Genoa is a bizarre combination of the old and the new, of the mountain and the plain, of great docks and wharves, and of streets of stairs rising almost vertically.
The general effect of Genoa is as if everything in it had been piled one on top of another until finally it had to spread out at the base. Enormous caserns fringe the heights and great barracks line the wharves, while in between, and here, there and everywhere, are great and venerable palaces and churches of marble, many of them built in layers of black and white stone, indicating that they were built by the commune in mediæval days, or by one of the four great families of Doria, Grimaldi, Spinola or Fieschi, the only ones who had the privilege of using it.
Genoa’s labyrinth of twisting, climbing streets and alleys are all but impracticable for wheeled traffic, and, for that reason, strangers, who do not walk “en tour” as much as they ought, save in the corridors of picture galleries and the aisles of churches, know not Genoa save its main arteries—nor ever will, unless they change their tactics.
The automobile is only useful in Genoa in getting in and out of town, and even that is accomplished with fear and trembling by the most cold-blooded chauffeur that ever lived. What with the vile roads, the magnificent distances and the ceaseless irresponsible traffic of carts and drays, tramways and what not, Genoa is indeed, of all other cities on earth, in need of a boulevard for the new traffic. To get to your hotel at the further end of the town as you make your entrance by the road circling the base of “La Lanterna,” can only be likened to a trip down Broadway in New York at four o’clock in the afternoon. That would not be pleasure; neither is getting in and out of Genoa at any time between five in the morning and seven at night.
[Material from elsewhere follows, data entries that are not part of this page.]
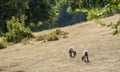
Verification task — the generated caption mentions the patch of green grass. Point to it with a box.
[36,29,68,41]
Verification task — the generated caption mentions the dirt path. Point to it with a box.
[0,14,120,72]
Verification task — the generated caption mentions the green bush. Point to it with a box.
[0,38,7,49]
[6,17,34,43]
[36,29,68,41]
[45,32,59,41]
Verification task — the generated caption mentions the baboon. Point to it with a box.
[82,50,89,62]
[69,47,76,58]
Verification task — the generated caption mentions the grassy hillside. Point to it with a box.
[0,14,120,72]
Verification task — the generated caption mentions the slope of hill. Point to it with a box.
[0,14,120,72]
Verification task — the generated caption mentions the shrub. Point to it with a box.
[0,38,7,49]
[6,17,34,43]
[36,29,68,41]
[45,32,59,41]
To what degenerate depths these great palaces of the Genoa of other days have fallen only the curious and inquisitive are likely to know. One into which we penetrated—looking for something which wasn’t there—was a veritable hive of industry, and as cosmopolitan as Babylon. It was near the Bourse and one entered marble halls by a marble staircase, flanked by a marble balustrade and finished off with newel posts supported by marble lions. The great entrance hall was surrounded by a colonnade of svelt marble columns, and in the centre ascended a monumental marble staircase. Two marble fountains played in an inner courtyard, which was paved with marble flags, and a statue, also marble, in a niche faced the great doorway.
On the first floor were more marble columns and a frescoed vaulting. From the corridors opened a battery of doors into offices of all sorts of industrial enterprises, from one given to exploiting a new combustible to another which was financing a rubber plantation in Abyssinia. A chestnut-roaster was perambulating the corridors with his stock in trade, furnace all alight, and a brown-robed monk was begging his daily bread.